Kabullenme veya hazmetme dönemi
Bu noktaya ulaşmak oldukça zor olmasına rağmen sosyal destek ile yukarıdaki üç basamak hızlandırılabilir ve bu sendrom atlatılabilir. Bu dönem kişinin başta yadırgadığı, sonra kaygı duyduğu, ürperdiği, çekindiği ve ümitsizliğe düştüğü faktörleri kabullenmesi ile başlayarak biyopsikososyal yapısı üzerinde etkili olur ve insanoğlu artık geldiği bu coğrafyanın parçası olduğunu kabul eder. Bu noktadan sonra "aidiyet hissi" sosyal çevre tarafından da hissedilerek olumlu karşılık bulur. Artık fert toplum potasında benliğini bularak güven içinde yaşamaya başlar.
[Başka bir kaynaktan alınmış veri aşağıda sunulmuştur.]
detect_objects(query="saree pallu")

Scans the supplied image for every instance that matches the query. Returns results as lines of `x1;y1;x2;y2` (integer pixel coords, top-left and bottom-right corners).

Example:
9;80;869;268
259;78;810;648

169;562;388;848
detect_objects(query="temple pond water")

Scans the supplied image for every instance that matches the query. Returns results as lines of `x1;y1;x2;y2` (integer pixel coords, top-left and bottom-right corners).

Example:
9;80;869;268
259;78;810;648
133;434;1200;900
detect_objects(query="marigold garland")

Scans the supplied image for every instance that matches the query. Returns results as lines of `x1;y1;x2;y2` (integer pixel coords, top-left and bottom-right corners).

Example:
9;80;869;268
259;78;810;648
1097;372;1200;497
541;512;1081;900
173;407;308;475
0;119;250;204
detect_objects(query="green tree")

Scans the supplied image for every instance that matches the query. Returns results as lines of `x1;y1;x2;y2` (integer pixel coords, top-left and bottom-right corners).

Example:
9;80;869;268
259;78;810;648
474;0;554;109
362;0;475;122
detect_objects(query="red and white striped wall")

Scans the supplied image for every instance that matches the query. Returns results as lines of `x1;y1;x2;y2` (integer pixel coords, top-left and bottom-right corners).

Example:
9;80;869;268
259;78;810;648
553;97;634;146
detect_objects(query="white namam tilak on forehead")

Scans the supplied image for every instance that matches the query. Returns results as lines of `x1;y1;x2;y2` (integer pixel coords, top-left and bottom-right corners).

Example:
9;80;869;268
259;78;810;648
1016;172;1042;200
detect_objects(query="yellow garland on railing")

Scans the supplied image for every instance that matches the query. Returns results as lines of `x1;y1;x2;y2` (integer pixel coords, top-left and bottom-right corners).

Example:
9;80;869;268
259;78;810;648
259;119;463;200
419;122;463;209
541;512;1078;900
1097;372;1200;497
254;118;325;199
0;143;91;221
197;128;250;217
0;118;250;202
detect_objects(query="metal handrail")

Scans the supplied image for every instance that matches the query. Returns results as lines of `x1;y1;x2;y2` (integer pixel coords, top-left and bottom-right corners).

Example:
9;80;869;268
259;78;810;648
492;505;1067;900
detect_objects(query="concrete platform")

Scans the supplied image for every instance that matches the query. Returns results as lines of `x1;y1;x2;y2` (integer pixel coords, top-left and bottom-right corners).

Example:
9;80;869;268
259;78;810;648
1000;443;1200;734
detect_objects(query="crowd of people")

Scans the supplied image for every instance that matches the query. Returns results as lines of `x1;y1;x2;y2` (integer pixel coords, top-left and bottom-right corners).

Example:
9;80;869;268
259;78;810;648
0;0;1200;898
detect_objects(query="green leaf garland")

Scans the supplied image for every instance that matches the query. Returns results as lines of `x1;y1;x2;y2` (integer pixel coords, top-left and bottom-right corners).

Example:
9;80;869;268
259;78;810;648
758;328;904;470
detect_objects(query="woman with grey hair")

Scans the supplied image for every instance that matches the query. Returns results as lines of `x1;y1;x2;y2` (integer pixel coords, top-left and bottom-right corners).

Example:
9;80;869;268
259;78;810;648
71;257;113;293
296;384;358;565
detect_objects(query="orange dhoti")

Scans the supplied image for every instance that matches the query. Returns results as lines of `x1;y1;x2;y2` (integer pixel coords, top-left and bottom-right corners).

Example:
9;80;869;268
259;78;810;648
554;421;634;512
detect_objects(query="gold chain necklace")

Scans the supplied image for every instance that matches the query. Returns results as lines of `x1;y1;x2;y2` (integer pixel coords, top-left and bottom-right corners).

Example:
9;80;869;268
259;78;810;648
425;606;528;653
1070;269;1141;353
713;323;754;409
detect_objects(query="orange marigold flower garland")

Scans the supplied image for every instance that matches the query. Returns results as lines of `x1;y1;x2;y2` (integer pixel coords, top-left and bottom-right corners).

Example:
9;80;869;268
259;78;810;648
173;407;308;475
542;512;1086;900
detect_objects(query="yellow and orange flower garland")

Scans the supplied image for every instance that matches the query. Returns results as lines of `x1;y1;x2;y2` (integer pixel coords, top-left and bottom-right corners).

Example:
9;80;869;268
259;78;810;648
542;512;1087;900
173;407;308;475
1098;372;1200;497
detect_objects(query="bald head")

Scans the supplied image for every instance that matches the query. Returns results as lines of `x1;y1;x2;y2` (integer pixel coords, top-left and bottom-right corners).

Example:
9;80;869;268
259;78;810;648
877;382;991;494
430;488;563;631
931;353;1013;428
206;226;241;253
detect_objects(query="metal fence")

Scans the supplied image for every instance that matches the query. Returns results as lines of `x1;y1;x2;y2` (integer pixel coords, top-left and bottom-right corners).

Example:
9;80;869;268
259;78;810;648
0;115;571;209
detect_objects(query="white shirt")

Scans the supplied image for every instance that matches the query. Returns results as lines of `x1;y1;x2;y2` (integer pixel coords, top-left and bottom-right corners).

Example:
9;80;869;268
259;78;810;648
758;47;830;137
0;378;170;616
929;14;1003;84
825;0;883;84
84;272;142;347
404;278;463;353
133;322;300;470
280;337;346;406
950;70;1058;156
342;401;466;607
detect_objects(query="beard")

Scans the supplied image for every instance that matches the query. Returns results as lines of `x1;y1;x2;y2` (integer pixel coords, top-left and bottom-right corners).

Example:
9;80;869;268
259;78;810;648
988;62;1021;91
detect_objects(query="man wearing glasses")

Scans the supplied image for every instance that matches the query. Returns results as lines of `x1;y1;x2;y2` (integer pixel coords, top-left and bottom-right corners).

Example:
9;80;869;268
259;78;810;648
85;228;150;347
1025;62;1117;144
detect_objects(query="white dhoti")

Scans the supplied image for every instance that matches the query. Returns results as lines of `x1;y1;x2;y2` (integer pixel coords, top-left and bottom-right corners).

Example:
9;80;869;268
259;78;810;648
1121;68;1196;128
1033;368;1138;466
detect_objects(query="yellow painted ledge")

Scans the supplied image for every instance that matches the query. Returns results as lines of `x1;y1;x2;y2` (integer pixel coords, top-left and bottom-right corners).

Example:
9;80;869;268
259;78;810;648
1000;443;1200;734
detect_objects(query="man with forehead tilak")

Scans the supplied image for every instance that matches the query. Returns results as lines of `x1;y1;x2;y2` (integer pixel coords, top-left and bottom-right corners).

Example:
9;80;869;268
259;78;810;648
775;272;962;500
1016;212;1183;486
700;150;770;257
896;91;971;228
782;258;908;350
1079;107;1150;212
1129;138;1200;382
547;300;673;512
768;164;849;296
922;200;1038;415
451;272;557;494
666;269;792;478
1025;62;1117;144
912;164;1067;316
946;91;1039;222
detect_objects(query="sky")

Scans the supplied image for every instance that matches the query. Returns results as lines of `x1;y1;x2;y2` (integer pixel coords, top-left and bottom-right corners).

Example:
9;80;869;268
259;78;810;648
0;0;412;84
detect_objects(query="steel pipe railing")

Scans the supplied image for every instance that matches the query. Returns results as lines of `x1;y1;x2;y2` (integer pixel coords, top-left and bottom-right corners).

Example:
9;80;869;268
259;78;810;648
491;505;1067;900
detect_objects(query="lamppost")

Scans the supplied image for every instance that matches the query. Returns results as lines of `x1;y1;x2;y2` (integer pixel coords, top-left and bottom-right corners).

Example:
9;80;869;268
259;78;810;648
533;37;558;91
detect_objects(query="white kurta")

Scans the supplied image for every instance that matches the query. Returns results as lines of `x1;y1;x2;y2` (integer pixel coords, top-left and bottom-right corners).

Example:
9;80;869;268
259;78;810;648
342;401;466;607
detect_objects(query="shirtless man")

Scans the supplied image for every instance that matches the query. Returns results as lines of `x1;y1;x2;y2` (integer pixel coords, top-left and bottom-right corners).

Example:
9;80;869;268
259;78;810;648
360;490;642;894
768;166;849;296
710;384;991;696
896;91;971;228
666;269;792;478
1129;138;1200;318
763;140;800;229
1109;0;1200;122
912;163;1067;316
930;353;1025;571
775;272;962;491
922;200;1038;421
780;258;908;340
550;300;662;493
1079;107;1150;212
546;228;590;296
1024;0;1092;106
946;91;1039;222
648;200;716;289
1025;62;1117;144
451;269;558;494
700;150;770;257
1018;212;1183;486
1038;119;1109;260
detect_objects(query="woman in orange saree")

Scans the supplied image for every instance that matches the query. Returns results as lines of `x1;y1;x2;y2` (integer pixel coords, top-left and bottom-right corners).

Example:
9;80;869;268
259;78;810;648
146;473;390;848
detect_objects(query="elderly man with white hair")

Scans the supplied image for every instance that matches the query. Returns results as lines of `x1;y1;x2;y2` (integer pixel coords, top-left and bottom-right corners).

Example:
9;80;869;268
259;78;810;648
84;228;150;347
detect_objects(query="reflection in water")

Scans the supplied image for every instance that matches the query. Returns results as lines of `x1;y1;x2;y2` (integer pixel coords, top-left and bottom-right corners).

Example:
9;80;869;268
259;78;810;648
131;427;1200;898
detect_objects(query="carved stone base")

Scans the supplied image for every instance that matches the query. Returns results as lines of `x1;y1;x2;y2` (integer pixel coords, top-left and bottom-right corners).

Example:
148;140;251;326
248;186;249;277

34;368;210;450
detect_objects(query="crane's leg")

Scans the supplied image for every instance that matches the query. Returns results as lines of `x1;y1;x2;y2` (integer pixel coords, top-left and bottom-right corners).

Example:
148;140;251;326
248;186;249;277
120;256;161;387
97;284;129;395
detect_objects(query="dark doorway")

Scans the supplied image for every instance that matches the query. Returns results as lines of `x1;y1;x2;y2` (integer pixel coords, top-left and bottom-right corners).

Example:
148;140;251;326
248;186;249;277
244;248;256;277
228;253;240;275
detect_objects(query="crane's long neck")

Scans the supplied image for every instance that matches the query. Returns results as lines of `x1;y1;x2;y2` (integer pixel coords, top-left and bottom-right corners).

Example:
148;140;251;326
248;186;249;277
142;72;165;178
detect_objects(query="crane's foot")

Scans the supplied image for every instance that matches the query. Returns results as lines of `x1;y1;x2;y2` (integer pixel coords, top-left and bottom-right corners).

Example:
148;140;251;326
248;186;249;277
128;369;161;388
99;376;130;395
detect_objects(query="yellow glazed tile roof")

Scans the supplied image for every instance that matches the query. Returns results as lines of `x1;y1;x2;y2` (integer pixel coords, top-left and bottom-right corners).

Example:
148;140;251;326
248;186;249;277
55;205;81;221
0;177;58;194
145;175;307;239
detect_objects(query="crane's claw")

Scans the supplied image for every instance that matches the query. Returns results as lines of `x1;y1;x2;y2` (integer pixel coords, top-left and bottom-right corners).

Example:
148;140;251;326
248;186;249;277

Ana çizgilerde dört safhada seyreden kültürel şok kişiden kişiye, bölgeden bölgeye, yöreden yöreye, toplumdan topluma farklı zaman diliminde gelişebilir. Hatta ara safhalar bile söz konusu olabildiği gibi, bir önceki evreye dönüşler yaşanabilir. Onun için şok dönemlerinin zamanında tespiti ve gerekli tedbirlerin alınması, abartıya da gidilmeden tabii seyri içinde hızlandırılarak, yaşanacak hasar azaltılarak atlatılabilir. Çünkü kültür şokunun şiddeti, kişinin kendi kültürüyle yaşamayı planladığı kültür arasındaki farkın boyutuyla doğru orantılıdır. Dolayısıyla etkisi bu iki kültürü veya beklenti düzeyini birlikte yaşanacak bir düzleme oturtmakla ortadan kaldırılabilir.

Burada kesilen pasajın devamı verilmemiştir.